Preparation and characterization of GdSmZr2O7-(Li0.52Na0.48)2CO3 composite electrolyte for intermediate temperature solid oxide fuel cells

A novel GdSmZr2O7-(Li0.52Na0.48)2CO3 composite electrolyte material is successfully developed by pressureless-sintering for intermediate temperature solid oxide fuel cells. GdSmZr2O7 nanopowders are synthesized by a low cost chemical coprecipitation and calcination method. The phase structure and morphology as a function of the calcination temperature are investigated by means of X-ray diffraction, scanning electron microscopy and transmission electron microscopy. The resulting GdSmZr2O7 nanopowders after calcination at 800 °C for 5 h exhibit good crystallization and uniform particle morphology with an average size of 50 nm. The GdSmZr2O7-40 wt.% (Li0.52Na0.48)2CO3 composite sintered at 600 °C for 1 h has a high conductivity of 0.54 S cm−1 at a temperature of 600 °C. From the Arrhenius curve of the composite, the activation energy has different temperature behaviors around the knee region of 480 °C, where the slope changes and separates the intrinsic oxygen vacancy conduction dominated region from the 'superionic highway' region.

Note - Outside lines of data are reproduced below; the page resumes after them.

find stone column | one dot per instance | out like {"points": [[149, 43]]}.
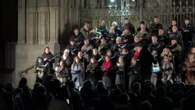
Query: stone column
{"points": [[38, 27]]}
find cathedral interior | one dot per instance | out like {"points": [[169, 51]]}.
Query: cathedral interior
{"points": [[30, 27]]}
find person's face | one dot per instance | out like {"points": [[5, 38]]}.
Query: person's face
{"points": [[193, 50], [126, 21], [72, 43], [112, 29], [174, 28], [92, 60], [191, 58], [47, 50], [173, 23], [109, 53], [120, 60], [61, 63], [103, 41], [126, 32], [103, 23], [166, 51], [161, 32], [77, 60], [142, 26], [86, 26], [173, 42], [95, 52], [156, 20], [136, 39], [154, 39], [86, 42], [76, 32], [187, 21], [107, 58], [80, 54]]}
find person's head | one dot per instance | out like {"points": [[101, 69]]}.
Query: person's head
{"points": [[173, 22], [76, 31], [61, 63], [142, 25], [93, 60], [66, 52], [124, 51], [192, 50], [103, 40], [86, 26], [191, 58], [80, 54], [125, 32], [94, 51], [47, 50], [126, 21], [174, 28], [107, 58], [137, 38], [138, 48], [156, 19], [121, 59], [187, 21], [72, 42], [133, 61], [173, 41], [109, 52], [167, 52], [118, 40], [154, 39], [161, 32], [102, 23], [112, 30], [77, 59], [86, 41], [23, 83], [114, 24]]}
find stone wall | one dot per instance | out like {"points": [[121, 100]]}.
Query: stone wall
{"points": [[40, 24]]}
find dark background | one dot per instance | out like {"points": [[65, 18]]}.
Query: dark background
{"points": [[8, 30]]}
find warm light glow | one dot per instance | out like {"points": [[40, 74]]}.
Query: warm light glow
{"points": [[112, 1]]}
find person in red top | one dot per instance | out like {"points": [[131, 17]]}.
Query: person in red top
{"points": [[106, 67]]}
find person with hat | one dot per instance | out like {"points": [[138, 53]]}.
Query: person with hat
{"points": [[176, 50]]}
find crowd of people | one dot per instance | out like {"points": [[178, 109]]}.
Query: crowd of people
{"points": [[114, 68]]}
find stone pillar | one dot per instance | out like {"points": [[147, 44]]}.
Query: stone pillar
{"points": [[38, 27]]}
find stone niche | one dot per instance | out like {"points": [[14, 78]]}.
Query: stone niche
{"points": [[40, 24]]}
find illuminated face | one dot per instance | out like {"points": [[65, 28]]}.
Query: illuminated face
{"points": [[103, 23], [173, 42], [187, 21], [142, 26], [161, 32], [173, 23], [154, 39], [61, 63], [191, 58], [174, 28], [86, 42], [156, 20], [47, 50], [80, 54], [92, 60], [76, 32], [95, 52], [77, 60], [107, 58], [193, 50]]}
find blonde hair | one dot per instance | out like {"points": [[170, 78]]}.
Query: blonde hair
{"points": [[166, 53]]}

For GdSmZr2O7-40 wt.% (Li0.52Na0.48)2CO3 composite at temperatures above 480 °C, there is good correlation between ionic diffusivity and conductivity. The introduction of (Li0.52Na0.48)2CO3 carbonate into GdSmZr2O7 ceramics significantly promotes the enhancement of its conductivity by one or two orders of magnitude at the intermediate temperatures, especially above 480 °C. A maximum power density of 221 mW cm−2 at 650 °C was achieved for excellent performance of fuel cell based on GSZ-40LN composite electrolyte.